Denver led the league with a 106.1-point average this season, but if there's any team that can keep up with the Nuggets at altitude—where Denver has won 23 straight games—it could be the Warriors, led by David Lee and Curry, who broke Ray Allen's record for most 3-pointers made in a season.
Although Kenneth Faried (ankle) is day to day and Danilo Gallinari (ACL) is out, the Nuggets won't slow down any now that Lawson, their turbo-charging point guard has recovered from a torn right heel that sidelined him for eight games recently.
"I feel like it's good. It's not hurting no more, so I'm ready to play," Lawson said. "Total relief. The last two games I played with no pain afterward, so I just get out there and play. At first with the pain I was having I didn't think I was going to be able to come back until sometime in the playoffs, so I'm relieved that it's back to 100 percent."
Faried hopes to play in the opener but coach George Karl said he wouldn't know until Saturday if his top rebounder will suit up for the series opener. Karl was hoping to get a look at Faried at a shootaround before the game but because it's an afternoon tipoff, neither team will have a shootaround that day.
Lawson's injury allowed 20-year-old rookie Evan Fournier to log a lot of minutes this month and add yet another burner to the Nuggets' deep roster, helping offset a little bit of Gallinari's absence.
"Everybody says you can't run in the playoffs. I think you can run, but you've got to do it with your defense—a lot more probably in the playoffs than in the regular season," Karl said.

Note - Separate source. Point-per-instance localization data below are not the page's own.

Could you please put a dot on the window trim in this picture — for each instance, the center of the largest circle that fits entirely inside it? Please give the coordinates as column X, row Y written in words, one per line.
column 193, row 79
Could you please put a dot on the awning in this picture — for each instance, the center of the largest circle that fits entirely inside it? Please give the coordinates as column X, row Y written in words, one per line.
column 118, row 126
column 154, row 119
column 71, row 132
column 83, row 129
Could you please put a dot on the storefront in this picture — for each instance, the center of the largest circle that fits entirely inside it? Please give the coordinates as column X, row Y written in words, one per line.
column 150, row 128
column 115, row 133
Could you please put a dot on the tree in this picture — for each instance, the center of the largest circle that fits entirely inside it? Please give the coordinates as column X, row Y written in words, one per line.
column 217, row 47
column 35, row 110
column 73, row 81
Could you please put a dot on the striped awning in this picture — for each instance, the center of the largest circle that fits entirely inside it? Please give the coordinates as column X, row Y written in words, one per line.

"You've got to make them miss shots, you've got to rebound the ball. You've got to finish off defensive plays and you've got to create some offense with some turnovers and some shot blocks, which we, at times, have done very well this year."
Lawson is eager to prove a team doesn't necessarily have to hit the brakes in the playoffs.
"We're not going to switch up our game and try to slow it down," he said. "We'll play it up-tempo. In the first round we're playing against a team that's up-tempo, too, so I don't see it slowing down."
Portland Trail Blazers coach Terry Stotts, a longtime friend and colleague of Karl's, recently praised the work Karl has done with a roster built on speed, not superstars, one that features any number of go-to guys in crunch time and not a single prima donna who needs the ball in his hands when the game's on the line.
"A lot of players say they want to run but not all of them have the drive or the willingness to run every possession, and this group here in Denver has that," Stotts said. "They have the personnel to do it and they've all bought into it and I'm sure would say, 'I want to run more.'"
Exactly, said Lawson, who professes to have no idea why teams traditionally go from greyhounds in the regular season to pokey puppies in the playoffs.
"We're going to play our game regardless," Lawson said. "We play up-tempo anyway so we're not trying to prove nobody wrong. We're just trying to play our game, get wins and win a championship."
Yet, in all this talk about speed, the Nuggets were also talking about slowing down Curry. Lawson will start out with that defensive assignment but Andre Iguodala, their best wing defender, will square up plenty on Golden State's golden shooter, too.
Curry, coming off two injury-filled seasons, set an NBA record with 272 3-pointers this season.
"It may be genetic," Karl said.
Curry's dad, Dell Curry, played for Karl in Milwaukee in the late 1990s.
"His dad was a great shooter and it's amazing, he probably is a better shooter," Karl said. "I coached Dell Curry for a couple of years. In fact, he was great. I think the younger Curry is a much better handler and knows how to play-make and be a point guard, whereas Dell was more just a shooter. He was a very good player, though, he helped me win a few games in my career."
AP Sports Writer Antonio Gonzalez contributed.